Definitiv in die Schieflage geraten ist die Beziehung zwischen Mensch und Tier, wenn Haustiere übergewichtig werden und dadurch an Krankheiten wie Arthrose und Diabetes leiden. Dann wird aus der Tierliebe eine Belastung für die Tiere, die wir doch so artgerecht wie möglich halten sollen. Doch was heißt artgerecht überhaupt? Ist es gerechtfertigt, zugunsten des menschlichen Wohlbefindens Abstriche auf Kosten der Tiere zu machen? Und wie sieht es mit Therapiehunden, -pferden oder -delfinen aus, die zum Beispiel dabei helfen, dass Patienten dank Körperkontakt Ängste abbauen können? Sind Tierroboter eine Alternative?

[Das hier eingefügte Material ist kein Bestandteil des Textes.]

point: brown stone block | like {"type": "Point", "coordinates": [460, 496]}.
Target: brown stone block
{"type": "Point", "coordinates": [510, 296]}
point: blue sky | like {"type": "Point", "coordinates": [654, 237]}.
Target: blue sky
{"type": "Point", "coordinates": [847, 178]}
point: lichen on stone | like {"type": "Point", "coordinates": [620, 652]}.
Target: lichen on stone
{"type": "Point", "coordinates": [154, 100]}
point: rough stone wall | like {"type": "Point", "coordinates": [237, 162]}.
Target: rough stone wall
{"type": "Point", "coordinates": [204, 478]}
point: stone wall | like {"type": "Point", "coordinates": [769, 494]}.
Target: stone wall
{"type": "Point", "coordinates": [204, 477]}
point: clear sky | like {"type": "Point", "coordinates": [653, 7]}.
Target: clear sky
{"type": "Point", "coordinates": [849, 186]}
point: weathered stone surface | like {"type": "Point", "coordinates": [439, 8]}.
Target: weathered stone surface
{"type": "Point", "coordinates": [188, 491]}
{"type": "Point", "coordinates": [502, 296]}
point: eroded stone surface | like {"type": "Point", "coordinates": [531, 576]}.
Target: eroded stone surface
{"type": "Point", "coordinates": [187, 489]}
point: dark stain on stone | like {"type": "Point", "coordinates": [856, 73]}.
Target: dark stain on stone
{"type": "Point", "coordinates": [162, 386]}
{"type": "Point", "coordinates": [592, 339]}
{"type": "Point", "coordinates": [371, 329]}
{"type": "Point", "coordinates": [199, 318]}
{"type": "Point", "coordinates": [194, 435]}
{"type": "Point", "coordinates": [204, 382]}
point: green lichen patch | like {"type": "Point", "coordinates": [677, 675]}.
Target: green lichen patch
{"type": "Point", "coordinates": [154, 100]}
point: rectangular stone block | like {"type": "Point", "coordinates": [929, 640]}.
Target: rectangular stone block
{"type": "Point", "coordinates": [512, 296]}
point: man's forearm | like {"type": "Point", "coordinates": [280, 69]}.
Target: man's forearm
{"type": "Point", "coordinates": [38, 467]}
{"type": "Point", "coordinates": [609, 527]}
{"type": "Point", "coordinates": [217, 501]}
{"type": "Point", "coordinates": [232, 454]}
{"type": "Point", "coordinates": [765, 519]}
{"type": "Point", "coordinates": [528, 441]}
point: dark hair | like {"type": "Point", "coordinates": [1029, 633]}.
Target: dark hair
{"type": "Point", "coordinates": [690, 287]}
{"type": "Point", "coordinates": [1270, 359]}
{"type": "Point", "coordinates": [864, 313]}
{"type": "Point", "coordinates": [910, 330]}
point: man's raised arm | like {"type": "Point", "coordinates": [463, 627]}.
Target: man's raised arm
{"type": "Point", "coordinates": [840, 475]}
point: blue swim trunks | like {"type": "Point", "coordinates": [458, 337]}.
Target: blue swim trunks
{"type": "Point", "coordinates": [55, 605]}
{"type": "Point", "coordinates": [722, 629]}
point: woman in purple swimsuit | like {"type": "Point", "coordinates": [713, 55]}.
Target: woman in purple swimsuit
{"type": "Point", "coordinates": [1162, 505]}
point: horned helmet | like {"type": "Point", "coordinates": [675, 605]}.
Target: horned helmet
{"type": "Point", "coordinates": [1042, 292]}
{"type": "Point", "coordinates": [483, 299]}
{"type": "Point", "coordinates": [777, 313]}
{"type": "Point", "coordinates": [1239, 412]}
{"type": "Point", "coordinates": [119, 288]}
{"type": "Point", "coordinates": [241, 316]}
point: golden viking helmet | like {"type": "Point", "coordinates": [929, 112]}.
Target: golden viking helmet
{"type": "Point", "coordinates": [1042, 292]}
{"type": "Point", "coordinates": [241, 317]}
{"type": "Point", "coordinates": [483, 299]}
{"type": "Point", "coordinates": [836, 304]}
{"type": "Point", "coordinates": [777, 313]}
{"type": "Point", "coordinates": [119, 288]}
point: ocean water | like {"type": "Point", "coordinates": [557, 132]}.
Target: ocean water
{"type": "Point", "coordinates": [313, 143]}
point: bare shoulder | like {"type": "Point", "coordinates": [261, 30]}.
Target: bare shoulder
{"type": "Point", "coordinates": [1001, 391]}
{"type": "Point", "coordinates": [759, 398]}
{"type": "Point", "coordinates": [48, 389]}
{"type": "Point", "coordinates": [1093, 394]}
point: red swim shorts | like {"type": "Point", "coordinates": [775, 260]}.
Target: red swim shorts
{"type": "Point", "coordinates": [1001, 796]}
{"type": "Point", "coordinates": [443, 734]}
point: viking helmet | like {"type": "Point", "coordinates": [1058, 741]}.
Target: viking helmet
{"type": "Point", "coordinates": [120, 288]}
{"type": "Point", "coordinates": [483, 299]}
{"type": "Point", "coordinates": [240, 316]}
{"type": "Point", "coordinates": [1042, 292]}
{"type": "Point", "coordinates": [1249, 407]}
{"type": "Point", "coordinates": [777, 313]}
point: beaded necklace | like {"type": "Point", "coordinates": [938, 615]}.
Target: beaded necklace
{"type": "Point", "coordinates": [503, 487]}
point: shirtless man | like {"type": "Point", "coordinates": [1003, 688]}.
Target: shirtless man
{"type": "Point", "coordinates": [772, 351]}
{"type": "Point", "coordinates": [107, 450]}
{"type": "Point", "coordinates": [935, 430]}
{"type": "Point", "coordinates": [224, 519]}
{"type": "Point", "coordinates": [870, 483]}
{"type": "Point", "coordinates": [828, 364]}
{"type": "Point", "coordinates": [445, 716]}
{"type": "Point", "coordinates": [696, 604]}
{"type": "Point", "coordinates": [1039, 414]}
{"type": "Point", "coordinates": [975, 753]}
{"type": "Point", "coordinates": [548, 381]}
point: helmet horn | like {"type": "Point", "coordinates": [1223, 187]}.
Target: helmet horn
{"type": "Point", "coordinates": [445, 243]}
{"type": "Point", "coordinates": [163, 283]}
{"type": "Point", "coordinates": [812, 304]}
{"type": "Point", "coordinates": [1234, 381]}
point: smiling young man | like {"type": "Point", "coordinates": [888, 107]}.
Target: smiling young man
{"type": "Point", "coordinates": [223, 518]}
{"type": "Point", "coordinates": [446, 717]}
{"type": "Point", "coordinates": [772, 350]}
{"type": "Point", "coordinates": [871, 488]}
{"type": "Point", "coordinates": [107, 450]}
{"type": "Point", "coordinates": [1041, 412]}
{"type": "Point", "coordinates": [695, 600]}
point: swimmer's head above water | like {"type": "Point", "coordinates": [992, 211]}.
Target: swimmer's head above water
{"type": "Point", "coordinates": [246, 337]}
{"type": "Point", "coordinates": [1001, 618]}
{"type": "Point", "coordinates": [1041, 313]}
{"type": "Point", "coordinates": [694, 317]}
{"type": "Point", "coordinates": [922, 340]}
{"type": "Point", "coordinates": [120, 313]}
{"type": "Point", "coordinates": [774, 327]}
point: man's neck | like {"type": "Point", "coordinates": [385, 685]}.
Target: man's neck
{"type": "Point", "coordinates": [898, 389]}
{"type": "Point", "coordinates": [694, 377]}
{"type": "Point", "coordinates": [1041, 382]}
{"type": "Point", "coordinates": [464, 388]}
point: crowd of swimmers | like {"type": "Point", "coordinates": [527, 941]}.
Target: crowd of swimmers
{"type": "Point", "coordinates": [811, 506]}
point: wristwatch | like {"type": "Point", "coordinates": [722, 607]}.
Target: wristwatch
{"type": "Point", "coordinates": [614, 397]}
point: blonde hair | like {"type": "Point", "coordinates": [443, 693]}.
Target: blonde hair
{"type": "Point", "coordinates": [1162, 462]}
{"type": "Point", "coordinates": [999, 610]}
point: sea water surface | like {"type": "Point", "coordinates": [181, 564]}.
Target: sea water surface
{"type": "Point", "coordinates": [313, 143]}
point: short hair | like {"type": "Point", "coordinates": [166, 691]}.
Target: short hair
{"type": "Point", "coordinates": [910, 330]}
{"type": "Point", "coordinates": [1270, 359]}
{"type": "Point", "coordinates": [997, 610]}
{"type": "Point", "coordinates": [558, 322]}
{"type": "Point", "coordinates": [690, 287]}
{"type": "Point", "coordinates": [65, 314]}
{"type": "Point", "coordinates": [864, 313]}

Und woran liegt es eigentlich, dass manche Tiere unsere Seele stärker berühren als andere? Während wir Hunde und Katzen bis zu ihrem Tod mit Liebe überschütten, schauen viele Menschen weg, wenn Nutztiere in Massen gehalten und getötet werden. Ein Widerspruch? Denn der Tod von Haustieren spielt in unserer Gesellschaft eine immer größere Rolle. Begrub man früher dein totes Haustier im Garten oder ließ es beim Tierarzt, gibt es heute immer mehr Tierfriedhöfe und Tierkrematorien sowie Bestattungsunternehmen oder Trauerredner, die sich auf Tiere spezialisiert haben.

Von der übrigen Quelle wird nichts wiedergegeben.